The raw data is in Excel format, and it is located under each live host’s profile. Each live host has three own Excel files storing the data focusing on three different areas, and we can only download the files one by one instead of in just one step. We took advantage of the sales revenue ranking system provided by the database to see who were the Top 20 live hosts in terms of sales revenue from June to August 2021. Then, we downloaded the data files from these 20 live host profiles and combined them into three single Excel files.
The first Excel file is named as Data_Livestream_General, and it includes general information about each past live stream of the hosts from Jun to Aug 2021. To help our analysis, we decided to add 3 additional columns to the dataset, including the host’s full name (Name), whether is an online KOL or celebrity (Host_category), and the host’s occupation (Occupation). Name and occupation were available on the website not was not contained in the downloaded excel s we mannually added those. We also decided host category based on our team’s common knowledge. After the adjustment, there are a total of 21 variables and 20000+ observations in this dataset and we use them selectively. These variables mainly are numeric data, important ones including the start time of live steam, the number of products presented, the number of goods sold, total sales amount, duration, views, and the average length of stay.

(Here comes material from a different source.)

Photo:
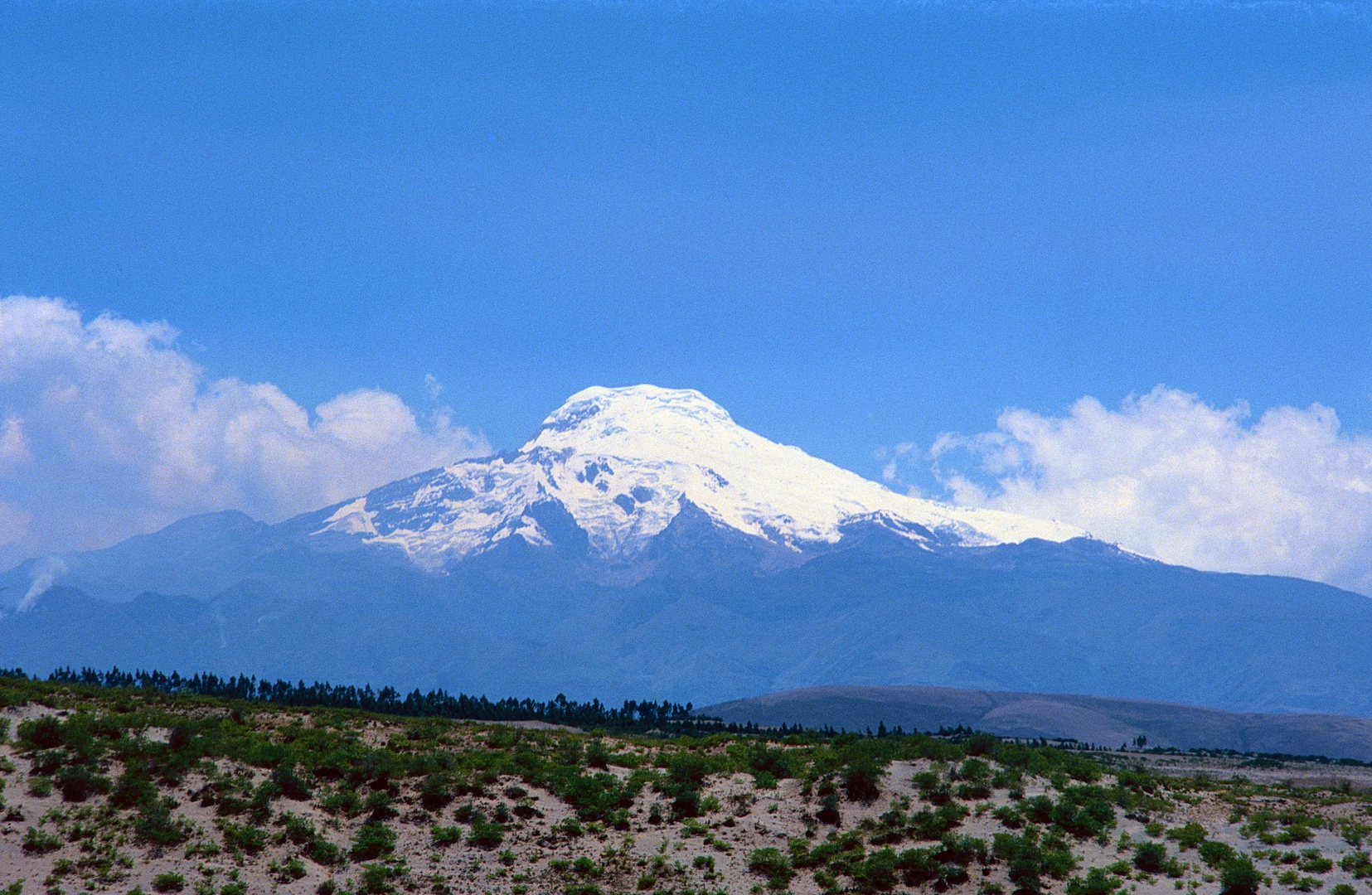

The second Excel file is named as Data_Sales, and it includes detailed information about the specific goods sold by the 20 hosts within the three months. Again, to help our analysis, we add the host’s full name as an additional identifier column. After the adjustment, there are a total of 9 variables and more than 10000 observations. These variables include two categorical columns, the goods category, and the host’s name. The rest variables are all numeric data, including a specific good’s retailing price in the Chinese Yuan, commission rate, sales volume. sales amount, conversion rate, the number of appearances of a good on short videos, and the number of appearances on live streaming.
The third Excel file is named as Data_Short_Videos, and it gives us information about posted short videos of the top 20 hosts from Jun to Aug 2021. It includes 9 variables and 18051 observations in total. Just like in the previous data file, we added in an additional identifier column Name to the original raw data. This dataset tells us information on video post time, duration, estimated sales volume units from the video, estimated sales amount, number of likes of the video, number of comments, and number of reposts.